Fourteen years after The Salvation Army “opened fire” in Kingston, Jamaica, it began its work in Trinidad in 1901. In another 14 years the Army became formally incorporated in 1915 by the Republic of Trinidad and Tobago.

The Trinidad and Tobago Division is headquartered in the nation’s capital city, Port-of-Spain, Trinidad. Among the Army’s corps and social services ministries are three kindergarten schools, a nursery daycare center, two hostel shelters, an eventide home and prisoner aftercare and probation programs.

The majority groups within the nation’s 1.2 million population are South Asian Indian (40 percent) and African (37 percent). The official language is English; other languages include Caribbean Hindustani, French, Spanish and Chinese. More than half the population is split between Roman Catholicism and Protestantism (26 percent each), followed by Hinduism (22 percent) and Muslim (six percent).

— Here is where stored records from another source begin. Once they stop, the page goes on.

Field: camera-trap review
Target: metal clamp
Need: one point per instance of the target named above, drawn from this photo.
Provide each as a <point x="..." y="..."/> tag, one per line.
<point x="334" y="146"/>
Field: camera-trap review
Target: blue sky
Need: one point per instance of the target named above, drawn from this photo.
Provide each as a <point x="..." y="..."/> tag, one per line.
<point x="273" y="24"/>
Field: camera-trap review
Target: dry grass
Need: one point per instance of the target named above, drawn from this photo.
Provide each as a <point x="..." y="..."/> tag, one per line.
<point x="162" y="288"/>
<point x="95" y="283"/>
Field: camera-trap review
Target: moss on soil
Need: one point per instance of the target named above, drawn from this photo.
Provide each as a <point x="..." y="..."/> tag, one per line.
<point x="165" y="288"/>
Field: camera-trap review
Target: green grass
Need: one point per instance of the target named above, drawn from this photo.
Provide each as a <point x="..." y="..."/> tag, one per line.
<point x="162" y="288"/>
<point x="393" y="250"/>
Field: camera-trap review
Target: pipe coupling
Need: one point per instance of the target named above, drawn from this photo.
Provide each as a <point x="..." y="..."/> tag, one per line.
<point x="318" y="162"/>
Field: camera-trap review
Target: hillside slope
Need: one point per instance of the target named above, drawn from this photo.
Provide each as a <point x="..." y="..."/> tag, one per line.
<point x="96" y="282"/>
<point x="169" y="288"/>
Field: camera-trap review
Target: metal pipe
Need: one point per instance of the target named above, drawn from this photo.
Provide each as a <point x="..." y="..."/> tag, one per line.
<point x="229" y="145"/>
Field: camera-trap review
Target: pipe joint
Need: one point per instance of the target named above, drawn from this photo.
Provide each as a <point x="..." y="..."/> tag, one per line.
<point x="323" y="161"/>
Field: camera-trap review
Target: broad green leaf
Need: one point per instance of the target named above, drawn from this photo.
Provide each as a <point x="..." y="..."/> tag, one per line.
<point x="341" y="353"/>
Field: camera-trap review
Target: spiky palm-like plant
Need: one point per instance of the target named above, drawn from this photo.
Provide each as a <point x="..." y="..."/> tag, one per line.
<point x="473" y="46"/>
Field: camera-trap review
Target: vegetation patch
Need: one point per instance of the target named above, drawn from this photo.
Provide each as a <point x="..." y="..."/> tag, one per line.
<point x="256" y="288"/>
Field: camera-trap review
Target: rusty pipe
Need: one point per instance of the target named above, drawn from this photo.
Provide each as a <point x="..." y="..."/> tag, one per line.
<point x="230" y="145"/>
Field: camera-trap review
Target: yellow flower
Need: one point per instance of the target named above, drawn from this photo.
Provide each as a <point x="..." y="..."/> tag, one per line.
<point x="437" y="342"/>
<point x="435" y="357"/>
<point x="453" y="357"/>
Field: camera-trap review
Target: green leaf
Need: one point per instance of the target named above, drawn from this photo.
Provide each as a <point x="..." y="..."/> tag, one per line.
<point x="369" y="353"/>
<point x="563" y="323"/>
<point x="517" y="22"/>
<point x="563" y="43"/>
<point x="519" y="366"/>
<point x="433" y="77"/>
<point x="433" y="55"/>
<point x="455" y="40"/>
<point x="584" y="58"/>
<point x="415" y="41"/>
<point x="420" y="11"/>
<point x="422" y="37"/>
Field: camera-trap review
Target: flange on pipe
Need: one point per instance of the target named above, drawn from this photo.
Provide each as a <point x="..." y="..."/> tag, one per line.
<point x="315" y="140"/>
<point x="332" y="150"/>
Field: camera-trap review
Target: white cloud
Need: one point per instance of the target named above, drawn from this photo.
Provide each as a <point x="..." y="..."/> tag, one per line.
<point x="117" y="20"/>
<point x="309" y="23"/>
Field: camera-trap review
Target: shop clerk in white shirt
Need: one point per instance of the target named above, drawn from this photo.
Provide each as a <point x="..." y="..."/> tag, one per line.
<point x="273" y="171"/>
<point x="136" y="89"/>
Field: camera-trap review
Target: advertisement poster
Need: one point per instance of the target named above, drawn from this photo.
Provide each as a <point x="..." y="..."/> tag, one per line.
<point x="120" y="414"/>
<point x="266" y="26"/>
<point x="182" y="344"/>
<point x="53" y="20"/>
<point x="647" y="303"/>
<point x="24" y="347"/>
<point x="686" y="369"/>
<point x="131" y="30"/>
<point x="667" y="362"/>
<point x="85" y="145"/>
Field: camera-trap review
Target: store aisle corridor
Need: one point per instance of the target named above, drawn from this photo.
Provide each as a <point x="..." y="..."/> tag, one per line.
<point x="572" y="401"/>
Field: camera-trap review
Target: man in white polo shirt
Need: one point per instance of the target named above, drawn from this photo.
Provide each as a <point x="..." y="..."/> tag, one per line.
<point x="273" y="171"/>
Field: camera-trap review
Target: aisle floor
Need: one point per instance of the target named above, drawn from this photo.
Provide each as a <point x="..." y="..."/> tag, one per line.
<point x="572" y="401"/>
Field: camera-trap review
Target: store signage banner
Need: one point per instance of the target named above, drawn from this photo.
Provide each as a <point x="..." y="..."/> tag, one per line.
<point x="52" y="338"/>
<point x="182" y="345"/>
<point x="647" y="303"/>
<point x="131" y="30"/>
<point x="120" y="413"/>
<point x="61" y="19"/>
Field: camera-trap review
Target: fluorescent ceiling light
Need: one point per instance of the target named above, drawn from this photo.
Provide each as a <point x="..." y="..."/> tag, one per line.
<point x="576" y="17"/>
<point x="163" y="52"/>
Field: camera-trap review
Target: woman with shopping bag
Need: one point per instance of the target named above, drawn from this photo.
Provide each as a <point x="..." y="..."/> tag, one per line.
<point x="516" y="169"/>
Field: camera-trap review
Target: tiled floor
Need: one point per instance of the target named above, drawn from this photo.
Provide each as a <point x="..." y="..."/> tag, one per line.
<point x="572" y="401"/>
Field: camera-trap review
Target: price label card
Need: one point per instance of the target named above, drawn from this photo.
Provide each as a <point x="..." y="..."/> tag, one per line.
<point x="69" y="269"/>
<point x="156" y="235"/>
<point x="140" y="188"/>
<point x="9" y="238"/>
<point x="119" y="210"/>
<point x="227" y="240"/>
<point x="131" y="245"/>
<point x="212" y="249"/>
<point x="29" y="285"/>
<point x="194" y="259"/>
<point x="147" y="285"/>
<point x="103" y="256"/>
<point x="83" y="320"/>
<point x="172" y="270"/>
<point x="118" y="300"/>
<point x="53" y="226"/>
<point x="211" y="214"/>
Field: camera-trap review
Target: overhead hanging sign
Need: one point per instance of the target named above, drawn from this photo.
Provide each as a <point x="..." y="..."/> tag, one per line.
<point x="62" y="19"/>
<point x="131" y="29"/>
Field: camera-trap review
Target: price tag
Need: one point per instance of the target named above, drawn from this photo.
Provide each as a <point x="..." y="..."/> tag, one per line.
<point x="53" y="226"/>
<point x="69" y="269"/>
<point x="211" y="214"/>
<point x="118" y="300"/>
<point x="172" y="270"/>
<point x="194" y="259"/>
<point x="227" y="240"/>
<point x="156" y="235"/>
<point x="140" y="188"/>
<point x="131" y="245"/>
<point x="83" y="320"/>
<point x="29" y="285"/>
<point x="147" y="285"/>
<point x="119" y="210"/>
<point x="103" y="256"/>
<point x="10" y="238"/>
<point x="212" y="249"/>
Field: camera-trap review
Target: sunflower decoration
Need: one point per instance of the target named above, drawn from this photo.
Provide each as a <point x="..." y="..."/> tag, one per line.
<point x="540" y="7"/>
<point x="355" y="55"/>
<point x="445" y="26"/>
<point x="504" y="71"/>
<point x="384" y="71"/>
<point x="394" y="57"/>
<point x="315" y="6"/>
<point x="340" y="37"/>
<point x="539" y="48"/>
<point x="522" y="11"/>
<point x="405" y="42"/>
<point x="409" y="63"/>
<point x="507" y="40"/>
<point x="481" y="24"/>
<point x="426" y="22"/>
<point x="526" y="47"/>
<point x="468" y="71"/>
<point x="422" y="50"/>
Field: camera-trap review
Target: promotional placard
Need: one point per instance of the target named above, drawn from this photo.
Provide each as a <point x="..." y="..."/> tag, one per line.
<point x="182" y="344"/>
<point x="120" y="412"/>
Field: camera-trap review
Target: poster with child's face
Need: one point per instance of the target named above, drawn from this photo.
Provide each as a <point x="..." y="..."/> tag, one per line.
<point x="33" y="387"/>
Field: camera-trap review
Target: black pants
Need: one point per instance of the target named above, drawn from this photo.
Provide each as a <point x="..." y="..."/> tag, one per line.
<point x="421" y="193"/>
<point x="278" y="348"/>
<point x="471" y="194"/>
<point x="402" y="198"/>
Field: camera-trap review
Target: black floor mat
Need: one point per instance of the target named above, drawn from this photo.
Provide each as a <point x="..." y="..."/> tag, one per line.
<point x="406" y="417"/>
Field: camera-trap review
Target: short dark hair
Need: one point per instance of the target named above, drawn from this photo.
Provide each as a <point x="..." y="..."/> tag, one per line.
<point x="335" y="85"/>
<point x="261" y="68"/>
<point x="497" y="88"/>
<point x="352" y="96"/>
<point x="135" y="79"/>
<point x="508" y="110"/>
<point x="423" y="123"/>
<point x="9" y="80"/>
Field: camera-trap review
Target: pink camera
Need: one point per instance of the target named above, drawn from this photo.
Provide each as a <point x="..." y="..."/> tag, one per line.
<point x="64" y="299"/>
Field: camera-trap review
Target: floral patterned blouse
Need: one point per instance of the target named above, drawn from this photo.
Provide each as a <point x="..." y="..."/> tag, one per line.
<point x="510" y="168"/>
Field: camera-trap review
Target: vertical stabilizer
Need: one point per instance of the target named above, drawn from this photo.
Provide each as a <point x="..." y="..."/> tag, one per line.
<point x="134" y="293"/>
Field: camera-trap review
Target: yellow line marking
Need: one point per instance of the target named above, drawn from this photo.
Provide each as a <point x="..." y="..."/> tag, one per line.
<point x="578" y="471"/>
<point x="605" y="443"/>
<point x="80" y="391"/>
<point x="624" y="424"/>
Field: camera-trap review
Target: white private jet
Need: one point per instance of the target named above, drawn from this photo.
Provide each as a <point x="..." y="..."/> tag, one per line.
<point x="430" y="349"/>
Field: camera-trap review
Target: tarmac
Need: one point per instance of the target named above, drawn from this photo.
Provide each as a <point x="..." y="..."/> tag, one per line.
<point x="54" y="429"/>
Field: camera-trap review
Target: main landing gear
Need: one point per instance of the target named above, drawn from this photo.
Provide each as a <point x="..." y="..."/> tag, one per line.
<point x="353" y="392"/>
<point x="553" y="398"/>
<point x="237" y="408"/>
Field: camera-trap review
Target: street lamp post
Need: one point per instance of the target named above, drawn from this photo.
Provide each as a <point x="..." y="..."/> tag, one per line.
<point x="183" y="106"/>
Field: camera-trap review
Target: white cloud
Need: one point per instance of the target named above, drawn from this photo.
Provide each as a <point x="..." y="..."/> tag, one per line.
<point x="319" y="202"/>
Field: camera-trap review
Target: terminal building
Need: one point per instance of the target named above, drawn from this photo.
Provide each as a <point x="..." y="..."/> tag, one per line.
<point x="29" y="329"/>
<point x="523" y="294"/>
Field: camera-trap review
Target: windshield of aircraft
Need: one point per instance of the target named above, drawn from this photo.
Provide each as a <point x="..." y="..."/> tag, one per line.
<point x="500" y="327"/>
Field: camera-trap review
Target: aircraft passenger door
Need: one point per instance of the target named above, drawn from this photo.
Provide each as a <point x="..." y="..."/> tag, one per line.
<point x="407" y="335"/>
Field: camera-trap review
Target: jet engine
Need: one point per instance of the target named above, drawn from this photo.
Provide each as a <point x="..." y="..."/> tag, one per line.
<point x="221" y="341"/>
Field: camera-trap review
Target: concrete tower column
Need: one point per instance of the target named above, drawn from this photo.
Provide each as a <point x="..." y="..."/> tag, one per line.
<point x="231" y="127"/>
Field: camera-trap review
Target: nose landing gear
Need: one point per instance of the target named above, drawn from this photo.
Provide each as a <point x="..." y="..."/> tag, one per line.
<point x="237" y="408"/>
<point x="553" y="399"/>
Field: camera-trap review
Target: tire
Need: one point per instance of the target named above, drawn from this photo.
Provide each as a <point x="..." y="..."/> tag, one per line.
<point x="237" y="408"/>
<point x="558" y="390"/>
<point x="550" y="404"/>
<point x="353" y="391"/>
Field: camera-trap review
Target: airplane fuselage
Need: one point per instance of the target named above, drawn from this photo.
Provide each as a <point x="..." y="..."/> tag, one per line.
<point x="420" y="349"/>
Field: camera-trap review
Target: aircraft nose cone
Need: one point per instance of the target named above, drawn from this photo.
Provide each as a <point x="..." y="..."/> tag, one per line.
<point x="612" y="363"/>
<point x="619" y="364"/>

First colonized by the Spanish, the islands came under British rule in the early 19th century. After slaves were emancipated in 1834, contract laborers from India were brought in to work in the sugar and cocoa industries. The discovery of oil on Trinidad in 1910 provided another important export. The country obtained its independence from Britain in 1962.

Slightly smaller than the state of Delaware, the two-island nation is one of the most prosperous in the Caribbean thanks largely to its petroleum and natural gas resources.  Trinidad’s PitchLake is the world’s largest natural reservoir of asphalt.

The country has earned a reputation as an excellent investment site for international businesses and serves as a regional financial center with a well-regulated and stable system. Other sectors targeted for increased investment and projected growth include tourism, agriculture, information and communications technology, and shipping.

In 2013, the government proclaimed an anti-trafficking law and established a counter-trafficking unit; the country is a destination and transit site for sex trafficking and/or forced labor of adults and children. The reported complicity of public officials in trafficking offenses is an obstacle.